Çok teşvik edilmiş tersanelerde iki işçi daha öldü; Tuzla kurbanlarının sayısı yüzü çoktan aştı; yüzsüzlüğü aşamadı!

 

***

 

Tam elektriğe “bu büyümede mecburen” diye gaz yapılmıştı ki…

Erzurum’da baraj göletinde elektrik direği tamiri için deniz bisikletiyle yollanan beş işçi, “pedallı cinayet mahalli Titanik” buza çarpınca suya döküldüler; buzlara tutunarak can çekişip dondular, boğuldular.

 

***

 

Tam doğalgaza “bu büyümede mecburen” diye büyük zam yapılmıştı ki…

Ankara’da, ikisi minik çocuk, beş kişilik aile, doğalgazlı apartmanda doğalgaz bağlatamadıkları dairede sobadan sızan gazdan öldüler.

 

***

 

Tam Başbakan ilk yerli elektrikli otomobile binmiş ve “çok büyük katkısı olacak” demişti ki…

Ve tam gençler, köylüler HES protestolarından tutuklu iken ve tam Trabzonspor bile HES kurmak üzereydi ki…

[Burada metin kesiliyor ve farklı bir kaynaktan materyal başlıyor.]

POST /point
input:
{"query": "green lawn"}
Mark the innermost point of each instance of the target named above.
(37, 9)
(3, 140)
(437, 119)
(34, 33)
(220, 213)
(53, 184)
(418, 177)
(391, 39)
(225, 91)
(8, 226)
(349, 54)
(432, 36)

Çaycuma’da Filyos çayı üzerinde köprü çöktü, bir otomobil, bir minibüs, yayalar suya gömüldü, 15 kişi çayda kayıplara karıştı.

 

***

 

Çaycuma’da çaya babası ve yeğenini de veren Çaycuma Belediye Başkanı Mithat Gülşen dedi ki:

Çökeceği aklıma gelmişti!

Köprüyü boyayalım demiştim; ama her an, her dakika burası göçebilir diye aklıma da geldi!

Yoksa…

Bu kadar büyüme, bu kadar adalet, bu kadar hakkaniyet, insan hayatına bu kadar değer mevcutken…

Kimin aklına gelirdi…

Onca öğretmenin intihar edeceği…

Onca erin “kazayla” öldürüleceği…

Onca alttaki profesyonel askerin bunalıp canına kıyacağı…

Onca işçinin şantiyede, tersanede, madende, gölette can vereceği…

Onca insanın yoksulluğunda boğulacağı…

Onca çocuğun yoksunluk girdaplarında yok olacağı…

Onca gence kıyan darbelerden hesap sorma mevsiminde, yine onca gencin aylarca tutukluluklara mahkûm edileceği!

 

***

 

Kimin aklına gelmezdi ki…

Bu köprünün bir gün çökeceği!

 

***

 

Köprünün çökeceği aklına gelen, ama tedbir aklına gelmeyen Başkan; daha bir ay önce mahkûm olmuştu.

Belki adına okul yapsın diye ama, bir işadamına tahsis ettiği, ilçenin nefesi olan koskoca yeşil alan yüzünden protesto edilmiş…

Başkan da protestoculara hakaret etmişti.

Bir ay önce, hakaret davası bitti; Başkan tecilli hapse mahkûm oldu.

Köprünün çökeceğinin geldiği aklı ise serbest kaldı!

O köprüye babasını bile kurban verdi.